Deutschland in der Krise, die Tschechen blicken mit wachsender Sorge auf den großen Nachbarn. Springt die Konjunktur im größten Absatzmarkt des EU-Kandidaten nicht bald an, wird die Wachstumskurve weiter nach unten fallen. Die tschechische Wirtschaft stockt. Runtergezogen wird sie von der stärksten Wirtschaft Europas, Deutschland - dem größten Handelspartner der Tschechischen Republik. Fast 40 Prozent aller Exporte aus Tschechien gehen nach Deutschland und etwas über 30 Prozent der Importe kommen aus dem Nachbarland. Deutschlands Schwäche kann nicht ohne Wirkung auf die Tschechische Republik bleiben.

Die Analysten weisen schon seit langem auf die deutsche Schwäche hin. Marketa Sichtarova von der Volksbank CZ schätzt, dass die Rezession in Deutschland das Bruttoinlandsprodukt in Tschechien zwischen einem halben und einem Prozent senkt. David Marek vom Wirtschaftsinformationsdienst Patria Online ist überzeugt, dass das Schlimmste noch bevor stehe. Gerade das erste Jahresquartal werde noch sehr düster aussehen in Deutschland, weshalb auch in Tschechien keine Erholung zu erwarten sei. Sichtarova prognostiziert eine Verbesserung der wirtschaftlichen Situation in Deutschland erst für die zweite Jahreshälfte.
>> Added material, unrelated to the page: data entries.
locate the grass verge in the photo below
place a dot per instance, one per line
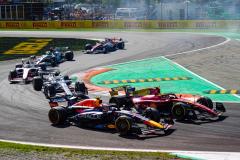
(39, 152)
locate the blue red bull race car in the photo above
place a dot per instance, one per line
(93, 114)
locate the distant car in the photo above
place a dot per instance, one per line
(25, 71)
(180, 106)
(108, 45)
(90, 113)
(55, 85)
(55, 56)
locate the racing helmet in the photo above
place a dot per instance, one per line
(98, 102)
Die Wirtschaftslage in Deutschland sei in Tschechien mit einer Verzögerung von rund einem halben Jahr zu spüren. Entsprechend lange werde es auch noch dauern, bis die tschechische Wirtschaft wieder ein ansehnliches Wachstum des Bruttosozialproduktes aufzuweisen habe. Bessere Zeiten seien in Tschechien deshalb frühestens für das kommende Jahr zu erwarten.

Nervöse Exporteure

Die Stimmung in Tschechien reicht von angespannt bis hämisch. Die exportabhängigen Unternehmen sind nervös, man hält sich mit Investitionen zurück und sucht neue Ausweichmärkte im Osten - bislang ohne größeren Erfolg. Bei Unternehmern, die nicht vom Export nach Deutschland abhängen, ist leichte Schadenfreude nicht zu überhören.

Die tschechischen Exporteure haben zwar bewiesen, dass sie in der Lage sind, Absatzmärkte zu verlagern und verstärkt Länder in Europa zu beliefern, die weniger stark von der Wirtschaftsflaute betroffen sind - wie Frankreich und Großbritannien.
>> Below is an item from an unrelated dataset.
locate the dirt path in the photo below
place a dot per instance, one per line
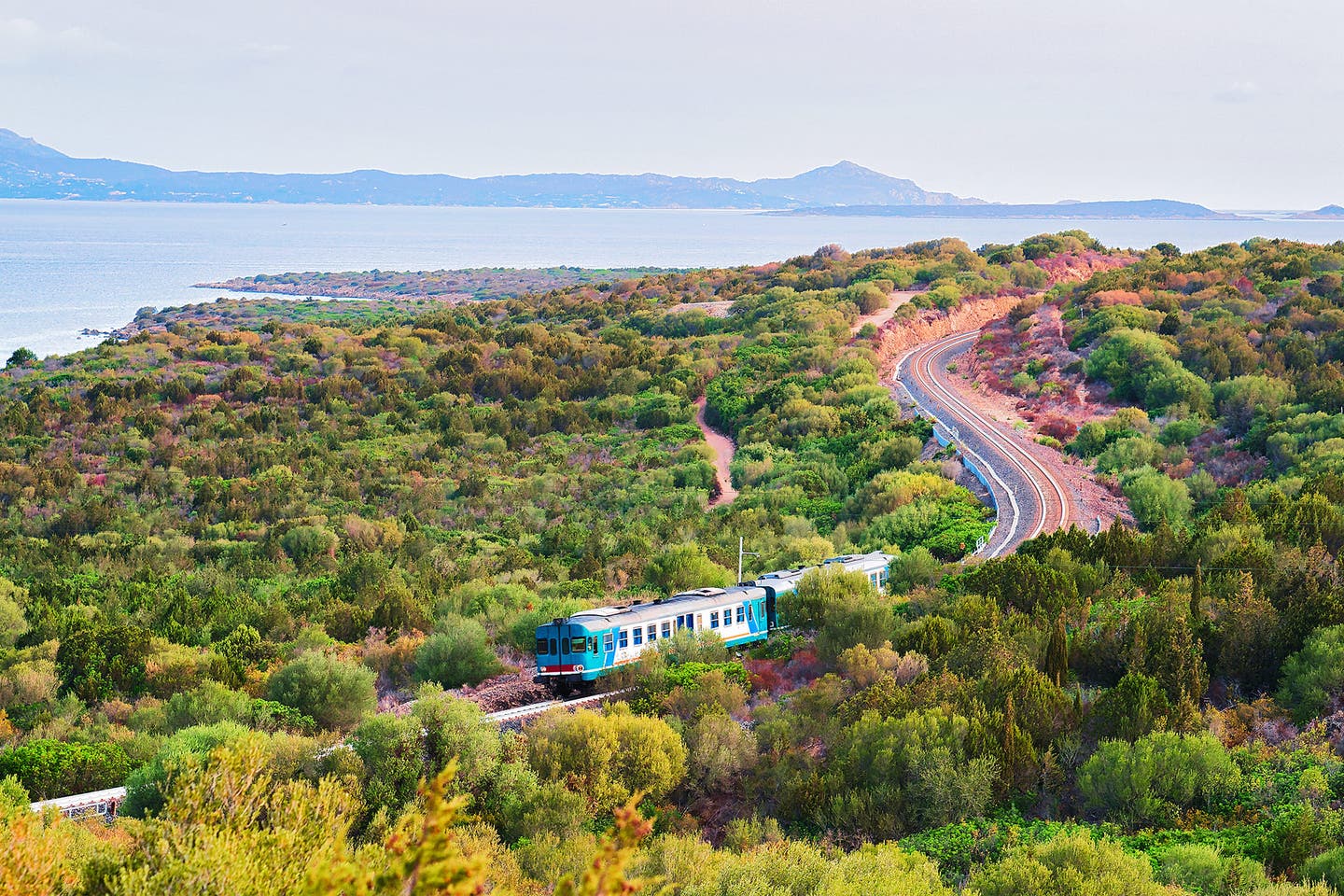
(879, 317)
(723, 449)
Doch die geografischen Fakten sprechen für sich: Auch wenn die Rezession in Deutschland über Jahre anhalten würde, bliebe das Land ohne Zweifel trotzdem der wichtigste Handelspartner für Tschechien (...)

Die Exportindustrie fühlt sehr rasch, wenn die Nachfrage in Deutschland schwindet. In Euro gerechnet sind die Exporte aus Tschechien zwar um 9,1 Prozent gestiegen - in Kronen sind sie jedoch um 1,4 Prozent gefallen. (...)
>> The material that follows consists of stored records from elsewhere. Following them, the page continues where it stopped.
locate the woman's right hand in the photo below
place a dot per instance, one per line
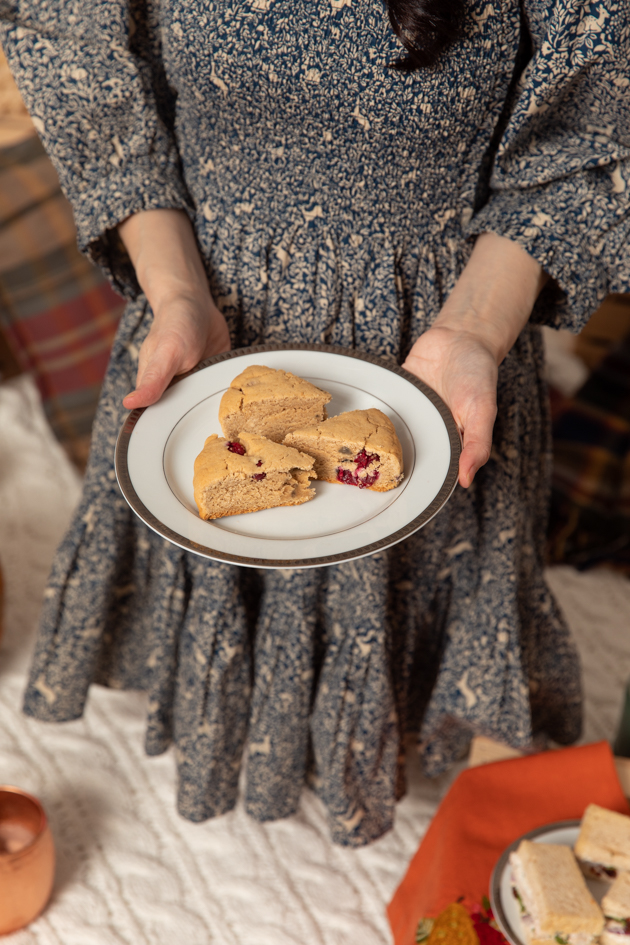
(187, 325)
(184, 331)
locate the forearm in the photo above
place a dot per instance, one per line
(495, 294)
(162, 247)
(480, 321)
(186, 326)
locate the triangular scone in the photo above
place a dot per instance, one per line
(249, 474)
(271, 403)
(359, 448)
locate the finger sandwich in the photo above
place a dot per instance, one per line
(603, 845)
(616, 907)
(556, 905)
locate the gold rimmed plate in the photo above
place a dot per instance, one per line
(505, 906)
(157, 447)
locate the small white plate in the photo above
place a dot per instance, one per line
(157, 447)
(504, 904)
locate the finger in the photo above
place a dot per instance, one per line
(477, 442)
(154, 377)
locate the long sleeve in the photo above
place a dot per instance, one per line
(561, 180)
(91, 77)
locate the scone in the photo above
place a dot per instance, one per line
(271, 403)
(249, 474)
(359, 448)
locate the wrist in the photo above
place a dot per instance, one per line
(493, 298)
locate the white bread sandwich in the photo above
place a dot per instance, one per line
(603, 846)
(556, 905)
(616, 906)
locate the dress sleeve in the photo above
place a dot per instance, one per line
(91, 76)
(561, 180)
Trotzdem erleben nicht alle Branchen die wirtschaftlichen Turbulenzen gleichermaßen. Am stärksten leiden die Automobilindustrie und die Textilbranche. Deutschland ist in Europa der wichtigste Automarkt. In der Textilbranche kommt noch verstärkend der Effekt der starken Krone hinzu, weil in diesem Sektor der Konkurrenzkampf über den Preis betrieben wird und nicht über die Qualität der Produkte.

Auch die Glasindustrie - Kristallgläser gehören zu den beliebten Souvenirs - ist angeschlagen. Die Glashütte Bohemia Table Top in Husinec stellt nun die Produktion ein und entlässt alle Mitarbeiter. Die Glashütte gehört dem bayerischen Unternehmen Schott Zwiesel.

Sorgen in der Slowakei

Auch in der Slowakei machen sich Sorgen breit. Große deutsche Unternehmen haben hier investiert. Die Deutsche Telekom ist über die Slovenske Telekomunikace im Geschäft, Ruhrgas, EON und RWE sind im Energiesektor eingestiegen. Führt die deutsche Rezession zu Engpässen bei den Investoren, so die Angst, kann sich dies auch negativ auf die Pläne in der Slowakei auswirken.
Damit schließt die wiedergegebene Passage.